Alma Instances Amsterdam Data center - RCA - January 28, 2020
Introduction
This document serves as a Root Cause Analysis for the service interruption experienced by Ex Libris customers.
The goal of this document is to share our findings regarding the event, specify the root cause analysis, outline actions to be taken to solve the downtime event, as well as preventive measures Ex Libris is taking to avoid similar cases in future.
Event Timeline
Service slowness was experienced by Ex Libris customers served by the Alma instances at the Amsterdam Data Center during the following hours:
January 28th, 2020 from 05:00 AM until 05:50 AM Amsterdam time.
During the event, the service was unavailable for the environment
Root Cause Analysis
Ex Libris Engineers investigated this event to determine the root cause with the following results:
Due to an issue was found in our LB software an unplanned service restart took place, once the LB came back online, some of the network configurations were missing from it, causing downtime to serval environments.
As an immediate action Ex Libris network engineers failed-over to the other LB in the cluster in order to bring the environments back up.
Technical Action Items and Preventive Measures
Ex Libris has taken the following action and preventive measures to avoid such an occurrence in future:
- Ex Libris network engineers failed over to the other LB in the cluster to bring the environments back up.
- The LB configurations were re-applied and failback was done.

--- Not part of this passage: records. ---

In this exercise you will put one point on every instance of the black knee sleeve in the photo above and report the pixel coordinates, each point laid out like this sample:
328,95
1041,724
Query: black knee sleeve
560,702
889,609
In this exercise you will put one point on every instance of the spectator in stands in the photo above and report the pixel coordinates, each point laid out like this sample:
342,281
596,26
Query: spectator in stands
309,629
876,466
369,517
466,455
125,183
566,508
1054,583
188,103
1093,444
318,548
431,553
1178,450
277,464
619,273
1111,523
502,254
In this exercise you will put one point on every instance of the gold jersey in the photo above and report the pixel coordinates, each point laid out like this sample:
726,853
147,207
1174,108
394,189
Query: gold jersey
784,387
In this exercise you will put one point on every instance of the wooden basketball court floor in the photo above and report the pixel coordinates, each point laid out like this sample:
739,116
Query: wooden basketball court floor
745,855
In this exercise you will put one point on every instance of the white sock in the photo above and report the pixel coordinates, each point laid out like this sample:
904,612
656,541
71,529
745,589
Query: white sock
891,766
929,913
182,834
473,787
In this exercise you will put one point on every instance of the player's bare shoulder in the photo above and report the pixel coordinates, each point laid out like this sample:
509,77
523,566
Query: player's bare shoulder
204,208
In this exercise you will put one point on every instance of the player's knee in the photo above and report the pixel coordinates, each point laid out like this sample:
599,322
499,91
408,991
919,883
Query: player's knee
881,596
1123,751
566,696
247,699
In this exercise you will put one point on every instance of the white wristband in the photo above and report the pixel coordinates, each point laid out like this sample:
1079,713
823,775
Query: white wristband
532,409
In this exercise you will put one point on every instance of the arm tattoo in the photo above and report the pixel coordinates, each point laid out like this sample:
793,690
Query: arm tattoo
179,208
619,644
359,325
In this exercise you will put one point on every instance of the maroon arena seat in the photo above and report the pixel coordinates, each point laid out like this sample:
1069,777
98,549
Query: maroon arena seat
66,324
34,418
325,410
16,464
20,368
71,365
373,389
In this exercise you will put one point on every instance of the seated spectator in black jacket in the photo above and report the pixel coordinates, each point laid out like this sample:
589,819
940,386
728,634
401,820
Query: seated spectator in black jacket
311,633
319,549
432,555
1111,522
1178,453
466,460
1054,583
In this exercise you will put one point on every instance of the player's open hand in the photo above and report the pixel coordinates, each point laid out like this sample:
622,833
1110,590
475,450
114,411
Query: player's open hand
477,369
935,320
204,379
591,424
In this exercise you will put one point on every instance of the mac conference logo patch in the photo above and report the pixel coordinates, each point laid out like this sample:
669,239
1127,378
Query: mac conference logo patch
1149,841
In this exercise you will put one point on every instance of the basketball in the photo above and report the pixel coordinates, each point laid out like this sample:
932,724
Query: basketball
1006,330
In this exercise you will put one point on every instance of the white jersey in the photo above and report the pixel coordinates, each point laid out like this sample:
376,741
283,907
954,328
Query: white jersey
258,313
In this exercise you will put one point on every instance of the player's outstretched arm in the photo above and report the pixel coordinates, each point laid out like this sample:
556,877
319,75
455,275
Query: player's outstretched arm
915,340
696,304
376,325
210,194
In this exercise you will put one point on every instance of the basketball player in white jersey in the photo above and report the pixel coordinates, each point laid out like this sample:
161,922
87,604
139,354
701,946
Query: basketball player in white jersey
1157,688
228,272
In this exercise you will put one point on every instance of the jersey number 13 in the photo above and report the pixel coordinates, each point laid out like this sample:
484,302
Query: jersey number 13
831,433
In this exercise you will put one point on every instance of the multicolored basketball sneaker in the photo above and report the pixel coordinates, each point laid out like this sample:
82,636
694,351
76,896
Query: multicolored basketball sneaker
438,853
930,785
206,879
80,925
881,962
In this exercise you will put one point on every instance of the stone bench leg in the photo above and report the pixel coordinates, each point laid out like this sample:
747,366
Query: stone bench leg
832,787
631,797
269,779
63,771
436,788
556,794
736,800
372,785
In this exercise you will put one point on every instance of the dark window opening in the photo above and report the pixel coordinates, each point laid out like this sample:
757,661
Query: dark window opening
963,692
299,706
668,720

- Ex Libris engineers worked with the LB vendor to implement a workaround solution until a software with a fix to this bug will be available.
Customer Communication
ExLibris is committed to providing customers with prompt and ongoing updates during Cloud events. Ongoing and prompt updates on service interruptions appear in the system status portal at this address: http://status.exlibrisgroup.com/
These updates are automatically sent as emails to registered customers.